Pjöngjang hält mit seinen Atomtest-Drohungen eine ganze Region in Atem. In einem verbalen Rundumschlag kündigt das Regime jetzt Massnahmen über einen Atomtest hinaus an. Das geht selbst dem Verbündeten China zu weit.

China hat sich äusserst besorgt über Nordkoreas jüngste Kriegsrhetorik geäussert. Alle Seiten müssten Ruhe bewahren, um Frieden und Stabilität auf der koreanischen Halbinsel nicht zu gefährden, sagte ein Regierungssprecher.

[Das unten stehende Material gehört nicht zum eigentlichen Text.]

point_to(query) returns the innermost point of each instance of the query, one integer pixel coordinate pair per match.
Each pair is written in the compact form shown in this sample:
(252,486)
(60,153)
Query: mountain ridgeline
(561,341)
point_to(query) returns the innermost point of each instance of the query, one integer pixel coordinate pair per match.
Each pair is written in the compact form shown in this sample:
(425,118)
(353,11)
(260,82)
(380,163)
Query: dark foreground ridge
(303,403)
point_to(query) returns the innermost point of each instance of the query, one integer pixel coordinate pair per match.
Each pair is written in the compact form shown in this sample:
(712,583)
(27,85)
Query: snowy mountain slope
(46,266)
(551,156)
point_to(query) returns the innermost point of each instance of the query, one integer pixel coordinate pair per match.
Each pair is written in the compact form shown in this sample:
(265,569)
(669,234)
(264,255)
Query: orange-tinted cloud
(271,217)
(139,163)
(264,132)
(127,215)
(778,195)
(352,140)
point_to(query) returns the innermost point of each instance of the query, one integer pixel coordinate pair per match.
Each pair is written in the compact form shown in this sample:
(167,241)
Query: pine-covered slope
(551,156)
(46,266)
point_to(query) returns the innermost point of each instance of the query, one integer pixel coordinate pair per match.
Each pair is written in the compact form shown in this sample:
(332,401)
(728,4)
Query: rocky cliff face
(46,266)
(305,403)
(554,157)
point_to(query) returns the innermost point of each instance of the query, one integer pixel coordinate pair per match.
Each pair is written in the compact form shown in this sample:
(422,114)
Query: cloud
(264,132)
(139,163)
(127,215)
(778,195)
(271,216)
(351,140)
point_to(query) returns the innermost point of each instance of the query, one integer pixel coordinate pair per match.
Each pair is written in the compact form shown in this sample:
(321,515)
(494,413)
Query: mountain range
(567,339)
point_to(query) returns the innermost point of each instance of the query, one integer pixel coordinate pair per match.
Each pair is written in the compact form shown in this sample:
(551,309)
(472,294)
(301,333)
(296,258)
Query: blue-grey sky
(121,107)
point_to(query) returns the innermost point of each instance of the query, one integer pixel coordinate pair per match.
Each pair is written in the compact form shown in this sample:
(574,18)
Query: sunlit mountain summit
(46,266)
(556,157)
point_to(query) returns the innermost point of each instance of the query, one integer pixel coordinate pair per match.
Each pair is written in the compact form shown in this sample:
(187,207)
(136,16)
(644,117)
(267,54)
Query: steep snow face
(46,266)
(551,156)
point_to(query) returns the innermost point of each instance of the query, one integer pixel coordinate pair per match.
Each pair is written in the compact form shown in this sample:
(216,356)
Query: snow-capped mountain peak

Am Vortag hatte Nordkorea erklärt, es sei entschlossen, über einen Atomtest hinausgehende Massnahmen zu ergreifen. Dies sei eine Reaktion auf die gemeinsamen Manöver von den USA und Südkorea. Laut Nordkorea sind diese eine Generalprobe für eine Invasion.

Südkorea fürchtet Mini-Atombombe

Nordkorea hatte zuletzt im Dezember eine Rakete getestet und damit internationale Besorgnis ausgelöst. Die Vereinten Nationen verurteilten den Versuch. Danach kündigte Nordkorea einen neuen Atomtest an.

Südkoreas Militärchef befürchtet, dass dabei mehr als nur eine nukleare Sprengladung gezündet werden könnte. Nach den Atomtests 2006 und 2009 auf Plutoniumbasis könnte das Nachbarland jetzt «eine stärkere Bombe testen», so Generalstabschef Jung Seung.

Auch habe Nordkorea seit den ersten beiden Tests Fortschritte bei der «Miniaturisierung» einer Atombombe erzielt, vermutete Jung. Es dauere normalerweise vier Jahre, um einen nuklearen Sprengkopf nach einem Test «passend» zu machen.